The action space is strictly constrained:

Set or adjust LP ranges
Add or remove liquidity
Hold (observe) or fully exit
Define risk-control parameters (e.g., stop-loss rules or liquidity withdrawal conditions) We focus on mid-to-low frequency decisions, giving models enough time to "think" while still confronting real trading friction and market volatility.

Preliminary Findings

After multiple rounds of testing, we observed consistent and distinct “trading personalities” across models:

Diverging risk preferences: Some models prefer wider LP ranges and smaller positions, showing clear risk aversion; others are more aggressive, deploying large liquidity in narrow ranges to pursue higher fees.
Large differences in holding periods: Some models act like patient long-term holders, maintaining positions despite volatility; others behave more like high-frequency traders, adjusting positions frequently in response to small market changes.
Sensitivity to transaction costs: Some “smarter” models appear to recognize that frequent actions erode profit and therefore reduce adjustment frequency to optimize net returns.
Extreme sensitivity to prompts: Even minor changes to the prompt framework can significantly shift risk behavior and trading frequency. This reveals the fragility and plasticity of current LLM decision-making.

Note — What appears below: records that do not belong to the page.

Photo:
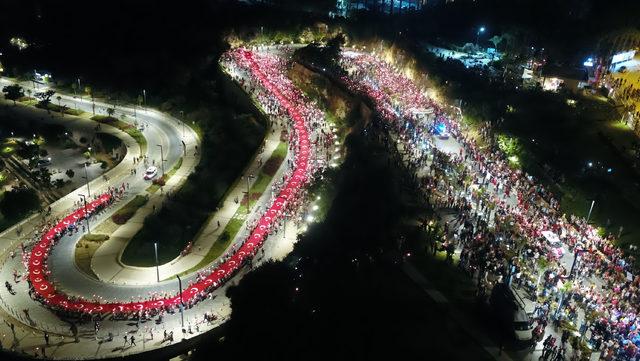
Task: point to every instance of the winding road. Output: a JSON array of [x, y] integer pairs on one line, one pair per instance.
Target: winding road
[[63, 292]]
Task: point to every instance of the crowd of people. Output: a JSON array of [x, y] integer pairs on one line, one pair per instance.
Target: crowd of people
[[264, 78], [503, 215]]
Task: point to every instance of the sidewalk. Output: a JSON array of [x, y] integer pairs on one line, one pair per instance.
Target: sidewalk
[[106, 262]]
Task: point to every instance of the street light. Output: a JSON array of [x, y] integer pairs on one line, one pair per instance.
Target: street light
[[181, 307], [161, 159], [480, 30], [155, 249], [593, 202], [86, 176], [182, 121], [86, 217], [248, 193]]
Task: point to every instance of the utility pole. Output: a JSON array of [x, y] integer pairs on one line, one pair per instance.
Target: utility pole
[[248, 193], [86, 176], [181, 304], [155, 249], [182, 121], [161, 158], [86, 217], [593, 202]]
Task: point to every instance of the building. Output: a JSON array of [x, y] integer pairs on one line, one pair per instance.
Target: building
[[346, 7], [554, 78]]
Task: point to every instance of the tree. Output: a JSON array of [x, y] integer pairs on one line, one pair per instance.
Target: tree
[[13, 92], [19, 202]]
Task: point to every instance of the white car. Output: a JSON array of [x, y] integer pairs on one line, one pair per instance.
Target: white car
[[150, 173]]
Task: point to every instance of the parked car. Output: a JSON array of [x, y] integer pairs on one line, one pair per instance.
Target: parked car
[[509, 309], [150, 173], [44, 162]]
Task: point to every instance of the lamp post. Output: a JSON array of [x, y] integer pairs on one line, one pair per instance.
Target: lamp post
[[86, 217], [161, 158], [480, 30], [593, 202], [248, 192], [86, 177], [182, 121], [181, 303], [155, 250]]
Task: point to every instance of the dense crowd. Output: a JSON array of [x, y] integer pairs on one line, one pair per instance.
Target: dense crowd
[[264, 77], [503, 215]]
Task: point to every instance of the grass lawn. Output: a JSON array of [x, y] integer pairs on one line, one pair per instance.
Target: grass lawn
[[125, 127], [235, 223], [85, 248], [154, 187], [125, 213], [56, 108]]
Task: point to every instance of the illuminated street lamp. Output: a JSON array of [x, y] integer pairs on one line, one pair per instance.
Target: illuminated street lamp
[[480, 30]]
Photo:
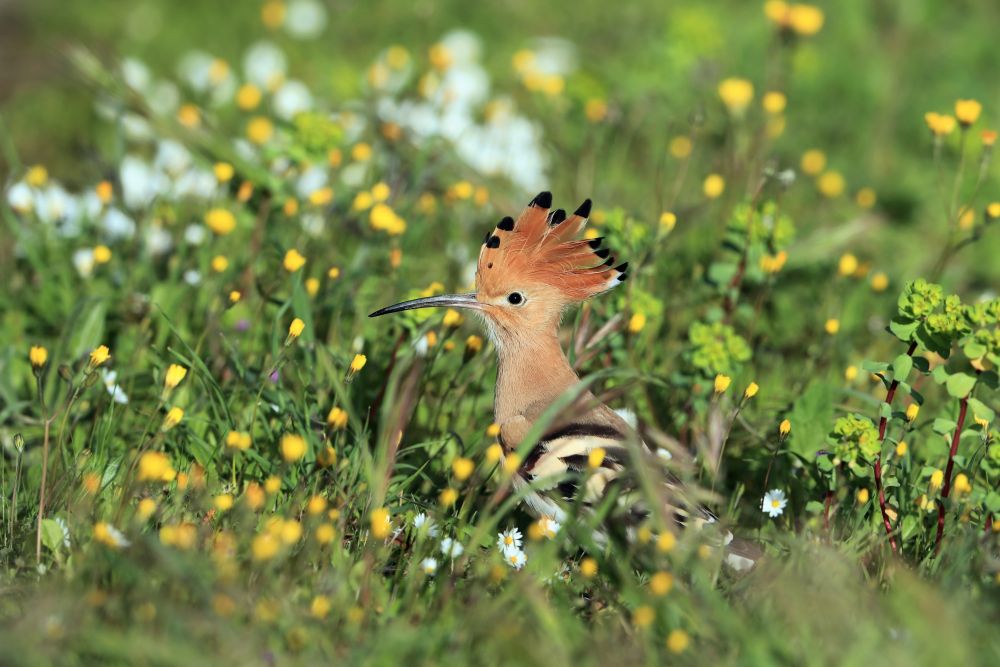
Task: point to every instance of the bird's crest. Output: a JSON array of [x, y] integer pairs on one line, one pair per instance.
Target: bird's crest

This Is Not a Final Ranking

We must emphasize that Phase One is not meant to declare “who is best.” The current sample window is limited, prompt bias is unavoidable, and statistical rigor still needs improvement. This is therefore an open and transparent exploration to reveal behavioral differences among models in complex decision tasks and to probe the boundaries of current AI capability. We continue to track, record, and review every decision made by all models.

Future Directions

Our exploration is just beginning. In future seasons we will continue to iterate and expand: Increase the operational scope of the models Introduce richer feature sets (e.g., multi-scale liquidity indicators, structural market risk signals) Design more robust risk constraints Conduct longer-term validation across different market cycles Provide more transparent strategy interpretations and attempt to have models explain the logic behind their decisions Our ultimate goal is to turn the question “Can LLMs become reliable LP agents?” from a vague conceptual debate into a series of verifiable, reproducible, and iterative scientific facts.